CPU vs. GPU on convolutions

Hi,
I tried blurring an image using GLSL, but i find the result is too slow, because if I want to average 8 texels, I must acces 8 times to the texture. The fact that a fragment shader can’t send information to the next execution of itself in the next pixel makes me think that accessing the texture data directly from OpenGL and do calculations on CPU is faster. Am I wrong?

actually, I’ve found that the GPU out performs the CPU on 2D convolution.
simply averaging a 3x3 area should be performed very much faster than whatever screen refresh rate you care to assign, but for more complex filters you may need to encode the kernel as a 2D texture (with multi texture support)

texture lookups are one of the fastest instructions on the GPU (assumed by most to be a single cycle)

experimenting with a 9x9 area (with texture encoded kernel) i still get around 50 fps (compared to around 20 fps on the CPU)

texture lookups are one of the fastest instructions on the GPU (assumed by most to be a single cycle)
Huh? If a texture lookup takes only 1 cycle, you’re lucky. A texture lookup is, effectively, a memory access. And, as you should already know, memory access == slow.

Indeed, texture lookups are one of the slowest operations you can do on a GPU. You can do a full 4-vector floating-point dot-product in one cycle, but there’s no way you can expect a texture lookup to take only that long. The memory fetches that are required to satisfy the lookup request are what makes it take time.

That being said, you’ll still easly outstrip your CPU by comparison. The GPU will, typically, do a 2x2 array of tiles all at once, thus mitigating the memory fetch and opcode costs. A CPU cannot. GPU’s typically have much faster memory compared to CPU’s. And GPU’s have caches specially designed for dealing with texture images, as well as storing images in a format specifically designed to make texture fetching faster. CPU’s do not.

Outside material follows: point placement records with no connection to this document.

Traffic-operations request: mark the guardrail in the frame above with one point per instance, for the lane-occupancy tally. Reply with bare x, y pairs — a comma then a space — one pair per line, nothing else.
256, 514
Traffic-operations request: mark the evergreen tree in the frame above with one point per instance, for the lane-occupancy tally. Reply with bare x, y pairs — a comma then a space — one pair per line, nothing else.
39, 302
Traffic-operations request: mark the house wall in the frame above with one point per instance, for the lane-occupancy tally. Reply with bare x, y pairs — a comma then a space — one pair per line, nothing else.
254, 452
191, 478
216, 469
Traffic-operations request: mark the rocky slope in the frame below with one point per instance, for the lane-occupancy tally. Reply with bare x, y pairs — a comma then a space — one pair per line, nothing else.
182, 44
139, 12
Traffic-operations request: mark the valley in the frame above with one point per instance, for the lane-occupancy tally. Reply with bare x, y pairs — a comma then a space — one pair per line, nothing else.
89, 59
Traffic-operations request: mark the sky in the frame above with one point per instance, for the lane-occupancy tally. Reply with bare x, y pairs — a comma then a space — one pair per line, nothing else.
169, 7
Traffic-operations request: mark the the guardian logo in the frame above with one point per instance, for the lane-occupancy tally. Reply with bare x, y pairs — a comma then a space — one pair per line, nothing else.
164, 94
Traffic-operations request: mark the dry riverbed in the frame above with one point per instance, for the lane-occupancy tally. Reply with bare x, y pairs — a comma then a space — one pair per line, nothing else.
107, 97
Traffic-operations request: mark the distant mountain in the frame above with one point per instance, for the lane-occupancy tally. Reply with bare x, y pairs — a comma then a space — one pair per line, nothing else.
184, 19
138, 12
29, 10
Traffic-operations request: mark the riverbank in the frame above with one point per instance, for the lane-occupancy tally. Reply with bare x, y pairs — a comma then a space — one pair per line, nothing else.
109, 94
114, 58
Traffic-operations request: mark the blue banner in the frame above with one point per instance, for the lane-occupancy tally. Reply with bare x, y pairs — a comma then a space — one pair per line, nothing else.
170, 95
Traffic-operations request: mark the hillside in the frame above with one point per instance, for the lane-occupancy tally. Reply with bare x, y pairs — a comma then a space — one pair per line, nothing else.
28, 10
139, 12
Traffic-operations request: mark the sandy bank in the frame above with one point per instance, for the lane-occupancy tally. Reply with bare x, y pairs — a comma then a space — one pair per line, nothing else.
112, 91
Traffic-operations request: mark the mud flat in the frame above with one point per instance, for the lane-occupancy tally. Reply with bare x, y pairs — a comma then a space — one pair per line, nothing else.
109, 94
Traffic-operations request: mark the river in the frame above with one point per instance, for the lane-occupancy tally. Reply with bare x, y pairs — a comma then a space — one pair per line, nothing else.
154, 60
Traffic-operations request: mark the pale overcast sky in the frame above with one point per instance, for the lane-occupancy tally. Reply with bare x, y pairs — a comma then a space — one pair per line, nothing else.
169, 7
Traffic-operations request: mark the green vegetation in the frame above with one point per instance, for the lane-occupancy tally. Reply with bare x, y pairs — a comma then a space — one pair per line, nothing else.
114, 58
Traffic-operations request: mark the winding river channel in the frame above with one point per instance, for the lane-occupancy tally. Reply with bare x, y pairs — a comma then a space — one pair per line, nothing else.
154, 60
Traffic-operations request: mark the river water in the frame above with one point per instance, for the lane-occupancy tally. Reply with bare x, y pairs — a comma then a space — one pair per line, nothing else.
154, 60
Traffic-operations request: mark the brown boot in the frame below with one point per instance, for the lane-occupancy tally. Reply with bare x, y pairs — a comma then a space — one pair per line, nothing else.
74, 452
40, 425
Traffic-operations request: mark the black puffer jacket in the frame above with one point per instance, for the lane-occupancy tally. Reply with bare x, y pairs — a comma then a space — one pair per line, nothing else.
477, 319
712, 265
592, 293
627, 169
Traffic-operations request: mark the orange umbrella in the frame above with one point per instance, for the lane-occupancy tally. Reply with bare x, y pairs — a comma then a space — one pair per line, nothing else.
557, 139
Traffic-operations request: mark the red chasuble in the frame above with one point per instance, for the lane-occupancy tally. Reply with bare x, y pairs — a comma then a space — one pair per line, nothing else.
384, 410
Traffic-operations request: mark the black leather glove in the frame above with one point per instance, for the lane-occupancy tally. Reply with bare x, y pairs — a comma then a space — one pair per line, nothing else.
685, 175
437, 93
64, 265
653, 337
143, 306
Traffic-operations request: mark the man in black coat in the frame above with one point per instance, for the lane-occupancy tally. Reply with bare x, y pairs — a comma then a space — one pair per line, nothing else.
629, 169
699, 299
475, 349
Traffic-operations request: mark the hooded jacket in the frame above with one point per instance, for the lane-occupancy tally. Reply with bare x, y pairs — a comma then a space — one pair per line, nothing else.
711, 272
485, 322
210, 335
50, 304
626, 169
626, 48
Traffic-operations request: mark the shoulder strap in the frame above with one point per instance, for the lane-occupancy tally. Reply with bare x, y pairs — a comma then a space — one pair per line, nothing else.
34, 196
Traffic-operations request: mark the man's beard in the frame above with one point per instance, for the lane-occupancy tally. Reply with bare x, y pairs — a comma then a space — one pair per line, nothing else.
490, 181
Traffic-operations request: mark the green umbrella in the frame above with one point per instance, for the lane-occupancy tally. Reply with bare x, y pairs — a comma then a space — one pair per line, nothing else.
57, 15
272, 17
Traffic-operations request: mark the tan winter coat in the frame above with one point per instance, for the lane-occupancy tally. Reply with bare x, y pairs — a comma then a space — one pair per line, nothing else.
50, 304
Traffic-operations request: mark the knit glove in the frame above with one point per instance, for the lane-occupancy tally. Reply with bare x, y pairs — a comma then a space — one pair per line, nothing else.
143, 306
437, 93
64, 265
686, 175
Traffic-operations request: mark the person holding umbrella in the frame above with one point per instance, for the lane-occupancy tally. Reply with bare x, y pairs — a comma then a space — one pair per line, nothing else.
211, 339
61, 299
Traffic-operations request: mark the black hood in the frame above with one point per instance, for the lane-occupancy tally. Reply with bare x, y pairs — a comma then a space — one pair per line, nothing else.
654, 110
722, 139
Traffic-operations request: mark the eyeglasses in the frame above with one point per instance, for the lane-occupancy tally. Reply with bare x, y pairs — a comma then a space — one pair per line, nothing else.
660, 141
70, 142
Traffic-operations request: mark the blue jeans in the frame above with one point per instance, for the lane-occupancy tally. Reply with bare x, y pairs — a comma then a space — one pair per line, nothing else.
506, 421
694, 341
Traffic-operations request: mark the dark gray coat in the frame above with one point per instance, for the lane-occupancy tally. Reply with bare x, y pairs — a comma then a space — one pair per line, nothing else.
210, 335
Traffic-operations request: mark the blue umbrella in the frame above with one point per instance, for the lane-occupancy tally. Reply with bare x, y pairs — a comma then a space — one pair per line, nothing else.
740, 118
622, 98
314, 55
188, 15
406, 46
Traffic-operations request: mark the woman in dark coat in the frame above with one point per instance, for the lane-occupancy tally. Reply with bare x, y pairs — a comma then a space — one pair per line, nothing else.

Imagine I’m doing a 1D convolution averaging 8 pixels. I make a sum of the first 8 pixels, save it, and divide it by 8 so I get the pixel averaged. Then, for the next pixel, I take the result of the prevoius sum, subtract the first pixel of the range, and sum the next first pixel out of the range. This way I’ve got the second pixel averaged with only two operations. This thing cannot be done with GLSL, and it’s what I was talking about.